Saturday, September 11, 2010

Character Death

Ask anyone who has ever sat in on one of my games and you'll find that I've never had any real trouble with player character death. Generally I stand somewhere -mostly- in the camp of let the results of the dice fall where they may and fudge a little bit to keep the storyline as awesome as possible.

Generally speaking though I'm of the mind that a skillful DM / GM will manage to write encounters and stories that don't drop the party into a total party kill situation in the first place. I've always been hesitant to have an entire party wiped out even when I play classic D&D. The only exception to this rule being a horror campaign where picking off the players one by one to turn them into slavering beasts or zombies is part of the genre experience in the first place.

This being my birthday, this topic brings me around (however briefly) to the topic of real death. I used to have a serious problem with this inevitability but I have to say now that while I plan to avoid the end as much as anyone can that the final result won't necessarily be such a bad thing. I'd like to hold off on going into the beyond until I'm, least sixty if not seventy or so. I think my chances of making it to eighty are pretty low but who knows. Modern medicine seems to keep people alive a lot longer now than back in the day.
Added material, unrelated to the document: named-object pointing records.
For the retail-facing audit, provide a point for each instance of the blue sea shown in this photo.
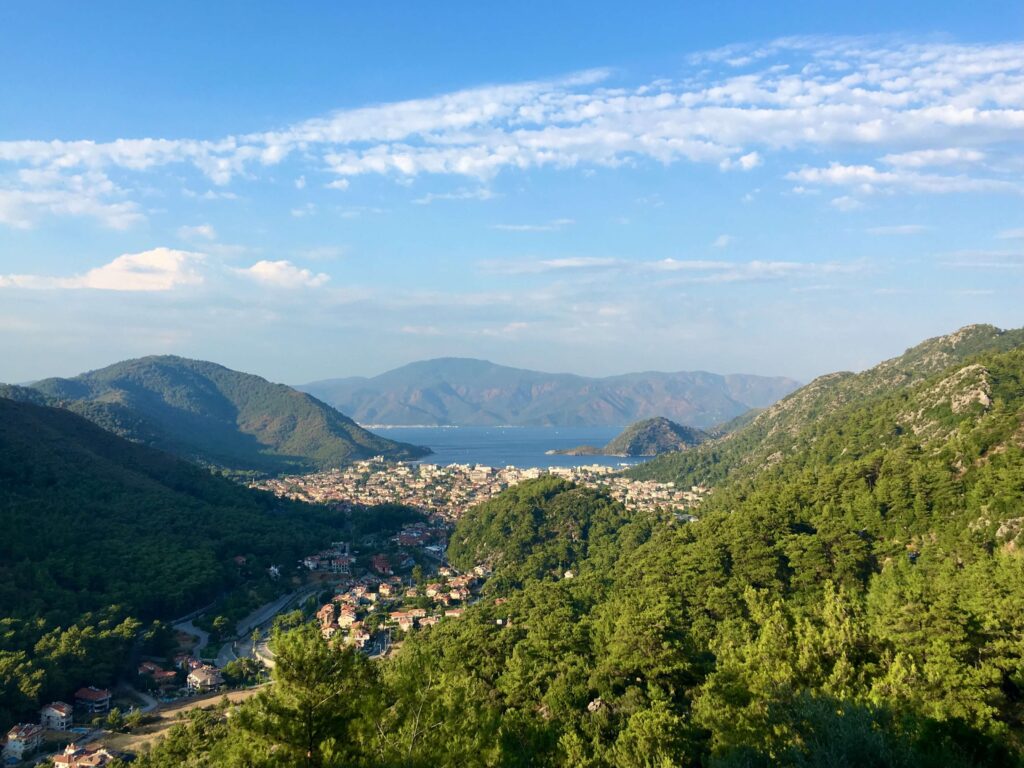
(503, 446)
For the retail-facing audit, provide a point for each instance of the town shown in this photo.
(446, 492)
(367, 593)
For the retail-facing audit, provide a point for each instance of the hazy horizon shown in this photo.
(786, 190)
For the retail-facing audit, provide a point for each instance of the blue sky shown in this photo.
(318, 189)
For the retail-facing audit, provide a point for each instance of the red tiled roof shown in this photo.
(92, 694)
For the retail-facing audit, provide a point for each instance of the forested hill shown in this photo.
(785, 427)
(463, 391)
(856, 603)
(647, 437)
(91, 519)
(207, 413)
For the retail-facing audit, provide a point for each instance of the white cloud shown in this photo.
(924, 158)
(845, 203)
(744, 163)
(553, 225)
(204, 231)
(898, 229)
(866, 179)
(158, 269)
(480, 194)
(284, 274)
(921, 105)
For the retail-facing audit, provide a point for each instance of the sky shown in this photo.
(307, 189)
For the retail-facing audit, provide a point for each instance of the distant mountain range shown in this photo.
(793, 424)
(208, 413)
(647, 437)
(471, 392)
(91, 519)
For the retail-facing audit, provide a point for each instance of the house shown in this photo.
(205, 679)
(347, 615)
(382, 565)
(92, 699)
(56, 716)
(186, 662)
(23, 739)
(326, 614)
(83, 757)
(406, 620)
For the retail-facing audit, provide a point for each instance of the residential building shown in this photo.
(83, 757)
(205, 679)
(56, 716)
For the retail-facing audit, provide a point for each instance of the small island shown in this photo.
(647, 437)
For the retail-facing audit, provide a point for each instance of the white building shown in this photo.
(56, 716)
(23, 739)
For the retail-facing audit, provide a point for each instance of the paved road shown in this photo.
(266, 612)
(151, 702)
(192, 629)
(227, 653)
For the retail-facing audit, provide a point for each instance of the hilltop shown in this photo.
(472, 392)
(92, 519)
(207, 413)
(788, 425)
(850, 597)
(647, 437)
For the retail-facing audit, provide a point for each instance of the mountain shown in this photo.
(787, 426)
(467, 392)
(850, 598)
(647, 437)
(91, 519)
(208, 413)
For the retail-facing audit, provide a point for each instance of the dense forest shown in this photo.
(102, 537)
(854, 602)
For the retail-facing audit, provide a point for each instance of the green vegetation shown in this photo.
(210, 414)
(647, 437)
(101, 535)
(854, 601)
(779, 430)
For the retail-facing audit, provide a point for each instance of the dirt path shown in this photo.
(167, 716)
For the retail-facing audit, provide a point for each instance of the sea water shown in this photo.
(503, 446)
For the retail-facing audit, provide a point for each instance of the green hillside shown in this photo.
(91, 520)
(466, 391)
(854, 601)
(647, 437)
(207, 413)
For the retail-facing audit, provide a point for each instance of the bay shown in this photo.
(503, 446)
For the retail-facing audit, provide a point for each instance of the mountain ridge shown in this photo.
(466, 391)
(647, 437)
(773, 433)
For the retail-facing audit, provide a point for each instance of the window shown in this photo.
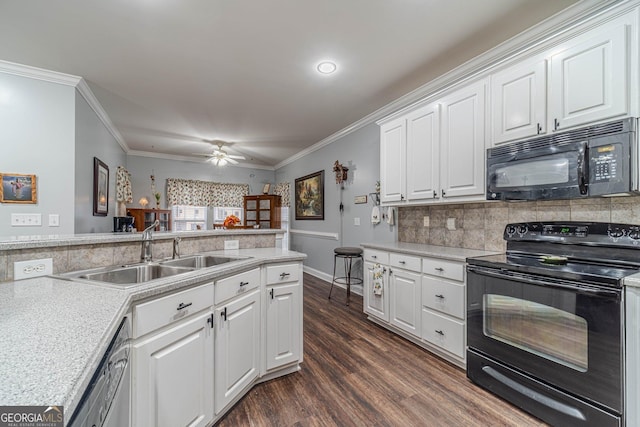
(188, 218)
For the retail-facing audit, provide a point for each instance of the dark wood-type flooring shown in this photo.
(356, 373)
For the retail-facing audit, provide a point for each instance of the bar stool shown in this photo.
(347, 254)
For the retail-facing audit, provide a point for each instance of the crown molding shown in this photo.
(153, 155)
(83, 88)
(38, 73)
(68, 80)
(527, 40)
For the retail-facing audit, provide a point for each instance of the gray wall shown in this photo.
(93, 139)
(37, 134)
(360, 152)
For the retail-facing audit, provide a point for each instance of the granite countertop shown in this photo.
(442, 252)
(55, 331)
(45, 241)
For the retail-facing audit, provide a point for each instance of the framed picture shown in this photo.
(309, 196)
(100, 188)
(17, 188)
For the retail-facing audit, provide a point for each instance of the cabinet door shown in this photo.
(392, 161)
(173, 376)
(519, 101)
(284, 322)
(589, 78)
(237, 347)
(423, 159)
(405, 300)
(463, 142)
(376, 305)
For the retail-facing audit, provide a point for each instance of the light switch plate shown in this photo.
(32, 268)
(26, 220)
(231, 244)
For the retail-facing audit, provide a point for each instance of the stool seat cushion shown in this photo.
(349, 251)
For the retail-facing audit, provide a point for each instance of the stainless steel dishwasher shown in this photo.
(106, 402)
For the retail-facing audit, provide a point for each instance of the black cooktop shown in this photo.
(556, 267)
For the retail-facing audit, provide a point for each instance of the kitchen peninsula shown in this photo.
(56, 330)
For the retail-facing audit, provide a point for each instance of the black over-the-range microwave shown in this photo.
(599, 160)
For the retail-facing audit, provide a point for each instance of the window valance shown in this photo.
(204, 193)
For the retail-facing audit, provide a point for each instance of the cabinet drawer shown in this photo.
(440, 268)
(284, 273)
(155, 314)
(446, 297)
(379, 257)
(445, 333)
(236, 285)
(406, 262)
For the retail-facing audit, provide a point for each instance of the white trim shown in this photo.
(38, 73)
(527, 40)
(318, 234)
(86, 92)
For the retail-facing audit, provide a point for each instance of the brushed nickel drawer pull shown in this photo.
(183, 306)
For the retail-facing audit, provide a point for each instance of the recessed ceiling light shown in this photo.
(326, 67)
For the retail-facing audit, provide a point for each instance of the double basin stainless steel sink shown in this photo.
(124, 276)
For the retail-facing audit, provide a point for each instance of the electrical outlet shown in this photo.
(231, 244)
(54, 220)
(26, 220)
(32, 268)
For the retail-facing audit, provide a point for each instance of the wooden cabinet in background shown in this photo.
(262, 210)
(145, 217)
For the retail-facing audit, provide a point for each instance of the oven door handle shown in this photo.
(552, 283)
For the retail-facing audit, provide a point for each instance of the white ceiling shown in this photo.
(172, 73)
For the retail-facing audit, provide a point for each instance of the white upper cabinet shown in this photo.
(462, 146)
(423, 147)
(583, 80)
(392, 161)
(589, 78)
(519, 101)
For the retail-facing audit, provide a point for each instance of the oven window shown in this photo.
(545, 331)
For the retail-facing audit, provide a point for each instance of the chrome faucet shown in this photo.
(176, 247)
(147, 238)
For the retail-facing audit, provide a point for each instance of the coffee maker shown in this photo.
(123, 223)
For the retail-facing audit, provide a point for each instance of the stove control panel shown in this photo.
(573, 232)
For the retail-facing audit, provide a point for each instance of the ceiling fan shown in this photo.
(220, 157)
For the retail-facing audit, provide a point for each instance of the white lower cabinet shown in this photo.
(404, 287)
(173, 375)
(237, 347)
(283, 307)
(423, 298)
(196, 351)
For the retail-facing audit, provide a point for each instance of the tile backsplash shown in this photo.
(480, 225)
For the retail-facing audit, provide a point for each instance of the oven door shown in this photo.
(566, 334)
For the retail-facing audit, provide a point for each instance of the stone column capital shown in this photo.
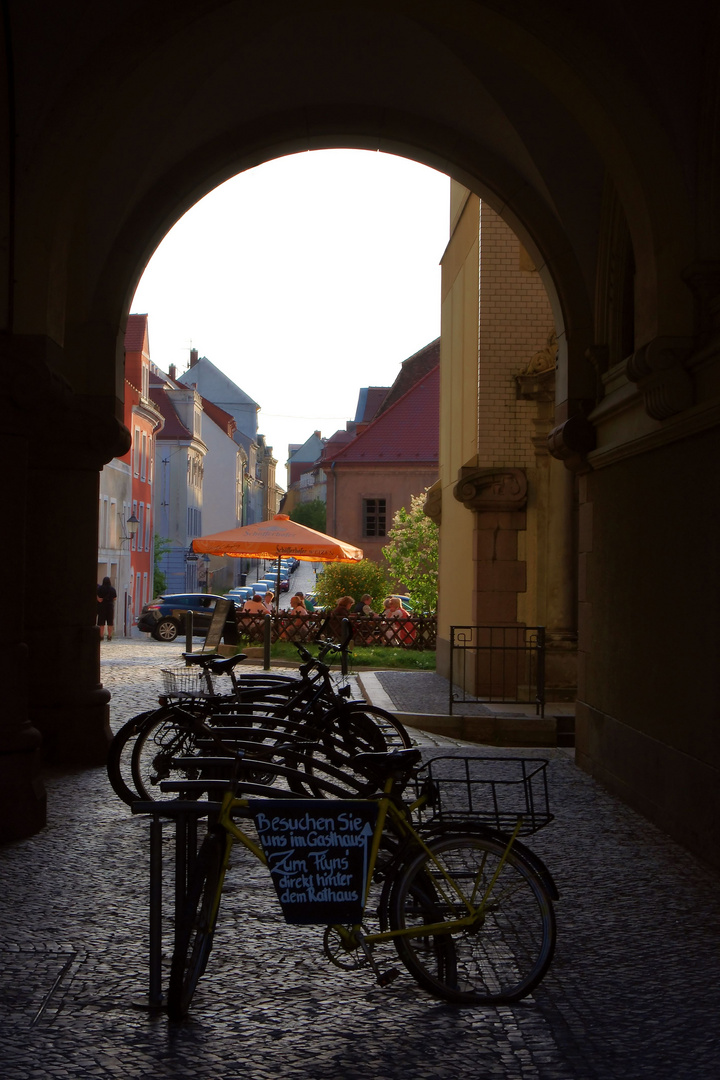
(496, 489)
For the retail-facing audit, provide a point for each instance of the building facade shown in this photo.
(594, 137)
(125, 553)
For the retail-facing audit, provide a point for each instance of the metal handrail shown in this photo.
(505, 661)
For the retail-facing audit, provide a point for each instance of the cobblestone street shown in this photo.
(634, 990)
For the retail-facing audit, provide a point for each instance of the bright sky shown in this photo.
(303, 280)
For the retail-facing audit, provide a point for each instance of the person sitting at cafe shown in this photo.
(340, 611)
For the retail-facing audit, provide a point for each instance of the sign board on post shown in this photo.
(317, 854)
(215, 631)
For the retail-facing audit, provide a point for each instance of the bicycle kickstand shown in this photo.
(381, 977)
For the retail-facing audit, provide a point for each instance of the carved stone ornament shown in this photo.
(657, 368)
(433, 505)
(545, 360)
(572, 441)
(493, 489)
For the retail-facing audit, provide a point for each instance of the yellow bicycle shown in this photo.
(444, 876)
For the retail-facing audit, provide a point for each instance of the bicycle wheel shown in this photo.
(339, 736)
(506, 949)
(357, 715)
(161, 741)
(119, 764)
(193, 936)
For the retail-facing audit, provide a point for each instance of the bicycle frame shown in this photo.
(354, 936)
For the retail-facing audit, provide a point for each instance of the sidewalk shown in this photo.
(633, 991)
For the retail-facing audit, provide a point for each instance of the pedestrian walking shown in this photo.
(106, 608)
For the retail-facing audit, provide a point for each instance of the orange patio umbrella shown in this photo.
(279, 537)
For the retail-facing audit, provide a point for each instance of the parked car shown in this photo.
(165, 617)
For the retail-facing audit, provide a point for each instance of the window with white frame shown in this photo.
(375, 517)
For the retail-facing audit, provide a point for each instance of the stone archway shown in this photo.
(112, 127)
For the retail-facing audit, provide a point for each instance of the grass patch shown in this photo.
(367, 657)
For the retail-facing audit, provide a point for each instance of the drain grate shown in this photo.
(31, 981)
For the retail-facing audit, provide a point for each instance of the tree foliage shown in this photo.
(161, 547)
(312, 514)
(352, 579)
(411, 553)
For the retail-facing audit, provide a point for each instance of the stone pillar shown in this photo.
(499, 498)
(56, 442)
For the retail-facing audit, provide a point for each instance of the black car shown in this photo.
(165, 617)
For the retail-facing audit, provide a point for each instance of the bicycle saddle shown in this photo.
(382, 765)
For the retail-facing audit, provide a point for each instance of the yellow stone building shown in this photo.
(506, 508)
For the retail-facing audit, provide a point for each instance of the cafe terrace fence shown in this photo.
(411, 632)
(499, 664)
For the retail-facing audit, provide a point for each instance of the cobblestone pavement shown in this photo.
(633, 991)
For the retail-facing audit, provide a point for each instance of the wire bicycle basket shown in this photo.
(493, 792)
(185, 682)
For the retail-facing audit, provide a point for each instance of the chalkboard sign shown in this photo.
(317, 854)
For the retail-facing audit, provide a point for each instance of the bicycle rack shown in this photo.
(186, 814)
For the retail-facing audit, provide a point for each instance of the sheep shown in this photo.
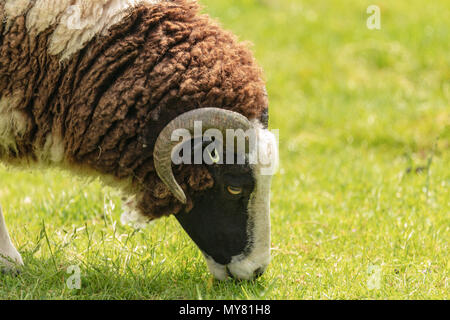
(97, 86)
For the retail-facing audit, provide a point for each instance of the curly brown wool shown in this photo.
(110, 100)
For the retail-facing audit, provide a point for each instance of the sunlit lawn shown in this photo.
(360, 205)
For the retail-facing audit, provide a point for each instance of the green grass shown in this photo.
(362, 193)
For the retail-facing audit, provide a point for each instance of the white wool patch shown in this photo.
(45, 13)
(80, 21)
(12, 123)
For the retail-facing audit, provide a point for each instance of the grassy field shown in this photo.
(360, 205)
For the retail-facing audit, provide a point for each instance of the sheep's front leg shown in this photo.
(10, 258)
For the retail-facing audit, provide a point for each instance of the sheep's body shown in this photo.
(88, 85)
(95, 98)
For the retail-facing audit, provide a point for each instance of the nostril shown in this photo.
(258, 273)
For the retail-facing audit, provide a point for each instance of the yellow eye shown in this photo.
(234, 190)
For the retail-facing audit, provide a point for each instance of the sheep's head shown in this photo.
(230, 222)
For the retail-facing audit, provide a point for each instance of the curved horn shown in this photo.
(211, 118)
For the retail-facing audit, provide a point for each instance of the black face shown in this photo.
(218, 223)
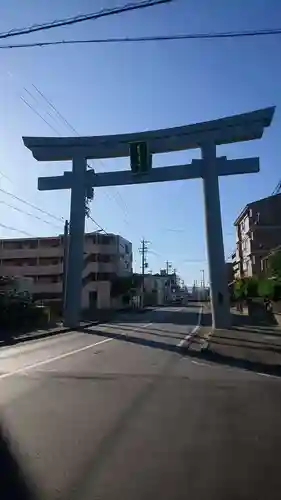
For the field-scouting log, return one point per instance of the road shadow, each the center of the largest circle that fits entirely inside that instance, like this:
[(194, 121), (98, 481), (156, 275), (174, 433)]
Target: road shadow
[(184, 317), (184, 350), (14, 485), (155, 332)]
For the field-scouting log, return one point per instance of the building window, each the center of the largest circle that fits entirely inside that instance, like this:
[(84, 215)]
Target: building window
[(50, 242), (32, 244), (12, 245)]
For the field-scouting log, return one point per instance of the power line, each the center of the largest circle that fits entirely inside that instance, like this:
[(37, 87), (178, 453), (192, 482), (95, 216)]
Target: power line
[(29, 214), (55, 109), (160, 38), (81, 18), (71, 127), (98, 225), (17, 230), (60, 219)]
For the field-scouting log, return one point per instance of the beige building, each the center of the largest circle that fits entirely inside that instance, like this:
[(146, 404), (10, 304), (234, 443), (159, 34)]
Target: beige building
[(258, 230), (106, 256)]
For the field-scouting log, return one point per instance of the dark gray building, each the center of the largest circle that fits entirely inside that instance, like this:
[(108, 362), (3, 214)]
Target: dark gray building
[(258, 230)]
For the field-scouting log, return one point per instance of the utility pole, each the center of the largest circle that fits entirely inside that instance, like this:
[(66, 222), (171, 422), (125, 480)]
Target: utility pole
[(203, 278), (65, 258), (168, 266), (143, 251)]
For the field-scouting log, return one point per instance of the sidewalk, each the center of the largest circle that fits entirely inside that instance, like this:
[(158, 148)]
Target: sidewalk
[(251, 344)]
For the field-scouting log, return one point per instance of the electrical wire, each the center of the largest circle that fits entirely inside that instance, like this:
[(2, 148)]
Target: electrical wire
[(60, 219), (29, 214), (55, 110), (81, 18), (160, 38), (17, 230), (38, 114), (97, 224), (73, 129)]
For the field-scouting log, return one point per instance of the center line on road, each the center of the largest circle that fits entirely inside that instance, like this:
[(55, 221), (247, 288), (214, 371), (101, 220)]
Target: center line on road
[(55, 358)]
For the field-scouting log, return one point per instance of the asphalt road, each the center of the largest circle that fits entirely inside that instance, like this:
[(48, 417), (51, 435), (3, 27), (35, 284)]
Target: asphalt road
[(114, 413)]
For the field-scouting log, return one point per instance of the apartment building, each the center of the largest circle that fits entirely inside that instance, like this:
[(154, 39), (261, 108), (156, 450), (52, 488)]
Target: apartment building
[(106, 256), (258, 230)]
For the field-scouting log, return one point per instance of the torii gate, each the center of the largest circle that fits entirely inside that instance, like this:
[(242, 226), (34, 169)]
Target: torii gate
[(206, 136)]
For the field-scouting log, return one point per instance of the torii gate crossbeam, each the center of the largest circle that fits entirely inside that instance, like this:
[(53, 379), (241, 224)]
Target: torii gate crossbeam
[(205, 136)]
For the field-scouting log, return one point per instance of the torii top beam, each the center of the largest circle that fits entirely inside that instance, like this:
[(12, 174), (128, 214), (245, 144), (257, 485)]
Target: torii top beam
[(237, 128)]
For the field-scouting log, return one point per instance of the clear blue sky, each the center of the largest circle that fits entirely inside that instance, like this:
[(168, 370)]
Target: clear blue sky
[(103, 89)]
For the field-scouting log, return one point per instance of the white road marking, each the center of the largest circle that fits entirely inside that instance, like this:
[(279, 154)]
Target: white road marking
[(267, 375), (193, 331), (55, 358)]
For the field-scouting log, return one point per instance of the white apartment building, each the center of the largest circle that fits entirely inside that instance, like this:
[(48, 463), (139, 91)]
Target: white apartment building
[(106, 256)]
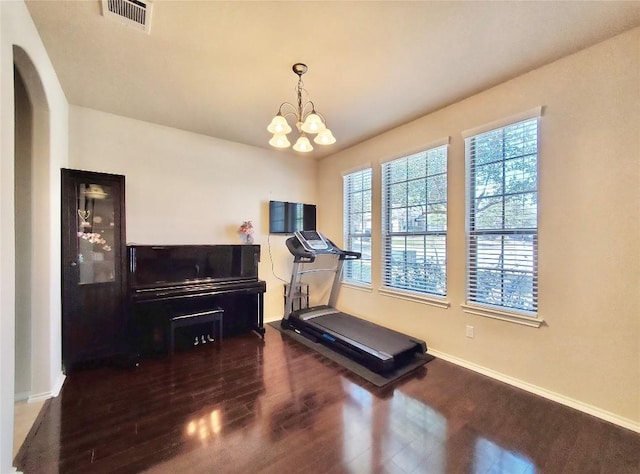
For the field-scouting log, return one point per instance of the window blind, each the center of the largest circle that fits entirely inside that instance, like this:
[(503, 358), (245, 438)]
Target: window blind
[(357, 225), (502, 223), (414, 222)]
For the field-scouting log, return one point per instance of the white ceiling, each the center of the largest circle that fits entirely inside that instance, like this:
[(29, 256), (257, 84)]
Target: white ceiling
[(223, 68)]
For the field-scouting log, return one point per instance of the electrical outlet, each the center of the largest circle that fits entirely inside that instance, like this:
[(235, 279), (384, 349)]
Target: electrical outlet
[(469, 332)]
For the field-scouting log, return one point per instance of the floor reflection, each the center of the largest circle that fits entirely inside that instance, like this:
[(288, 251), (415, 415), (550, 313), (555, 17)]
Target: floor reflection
[(489, 457), (412, 438)]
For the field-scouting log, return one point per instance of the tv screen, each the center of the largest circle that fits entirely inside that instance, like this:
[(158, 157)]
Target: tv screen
[(288, 217)]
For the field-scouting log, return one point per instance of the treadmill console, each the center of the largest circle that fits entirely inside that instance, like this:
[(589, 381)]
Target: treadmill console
[(312, 241)]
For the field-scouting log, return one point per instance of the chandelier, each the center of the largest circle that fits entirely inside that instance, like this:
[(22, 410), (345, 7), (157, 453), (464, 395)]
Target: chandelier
[(308, 120)]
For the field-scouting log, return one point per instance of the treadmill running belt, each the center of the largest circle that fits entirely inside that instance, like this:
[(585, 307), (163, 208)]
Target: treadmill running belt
[(366, 333)]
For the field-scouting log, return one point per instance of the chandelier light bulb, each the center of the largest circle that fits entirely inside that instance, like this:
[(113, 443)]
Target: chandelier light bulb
[(325, 137), (308, 121), (303, 144), (313, 124), (279, 125), (279, 140)]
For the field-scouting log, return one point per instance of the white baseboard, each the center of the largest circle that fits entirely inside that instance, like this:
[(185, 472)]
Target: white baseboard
[(556, 397), (55, 391)]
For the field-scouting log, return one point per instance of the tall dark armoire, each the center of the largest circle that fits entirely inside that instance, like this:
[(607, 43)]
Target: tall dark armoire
[(94, 268)]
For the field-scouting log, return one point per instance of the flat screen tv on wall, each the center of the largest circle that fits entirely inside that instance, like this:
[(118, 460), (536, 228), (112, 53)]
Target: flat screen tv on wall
[(288, 217)]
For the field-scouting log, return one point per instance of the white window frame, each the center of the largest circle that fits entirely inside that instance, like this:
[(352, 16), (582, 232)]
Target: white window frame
[(357, 200), (417, 234), (518, 249)]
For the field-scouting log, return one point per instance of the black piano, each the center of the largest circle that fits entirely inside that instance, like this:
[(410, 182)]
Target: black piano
[(165, 281)]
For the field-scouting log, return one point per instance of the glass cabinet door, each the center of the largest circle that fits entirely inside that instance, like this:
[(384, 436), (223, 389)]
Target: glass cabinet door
[(95, 233)]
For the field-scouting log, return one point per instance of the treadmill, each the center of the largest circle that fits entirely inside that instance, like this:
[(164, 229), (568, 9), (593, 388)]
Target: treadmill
[(377, 348)]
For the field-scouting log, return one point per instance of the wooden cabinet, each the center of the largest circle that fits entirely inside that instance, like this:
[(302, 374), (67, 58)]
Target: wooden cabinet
[(94, 316)]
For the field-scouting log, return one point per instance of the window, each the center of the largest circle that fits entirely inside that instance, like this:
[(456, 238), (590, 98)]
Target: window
[(414, 227), (502, 223), (357, 225)]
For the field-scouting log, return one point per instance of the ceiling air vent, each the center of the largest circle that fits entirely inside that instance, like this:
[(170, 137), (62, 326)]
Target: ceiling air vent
[(134, 13)]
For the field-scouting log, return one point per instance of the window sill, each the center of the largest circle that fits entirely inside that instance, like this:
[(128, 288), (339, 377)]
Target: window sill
[(416, 297), (510, 317), (357, 286)]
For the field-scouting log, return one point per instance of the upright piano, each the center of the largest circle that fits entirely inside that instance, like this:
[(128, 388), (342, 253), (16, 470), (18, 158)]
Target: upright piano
[(168, 280)]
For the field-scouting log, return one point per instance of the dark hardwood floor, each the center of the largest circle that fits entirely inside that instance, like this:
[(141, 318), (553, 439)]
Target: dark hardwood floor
[(277, 407)]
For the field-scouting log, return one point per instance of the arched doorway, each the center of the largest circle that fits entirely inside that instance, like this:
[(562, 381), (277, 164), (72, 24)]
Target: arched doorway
[(32, 191)]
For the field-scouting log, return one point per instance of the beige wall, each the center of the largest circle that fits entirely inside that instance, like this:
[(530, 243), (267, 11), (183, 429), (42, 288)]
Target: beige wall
[(587, 353), (185, 188), (20, 44)]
As to my funeral. I'd like to have some of the guys put their heads together on how to fashion a viking ship model out of papermache or some such. Something large enough to set one of my game books into it, maybe some dice, sprinkle some of my ashes in there and then launch said viking ship into the sunset on a lake...friends gathered around...the song Ramble On playing on someone's boom box. Then before the darn thing sinks on its own pelt it with volleys of flaming arrows fired from a half dozen toy bows and arrows. I think sticking big marshmellows on the end and lighting them on fire would probably do the trick.

Yep. I think that is probably the send off that would please me and symbolize the goofy side of me which is most of me the very best.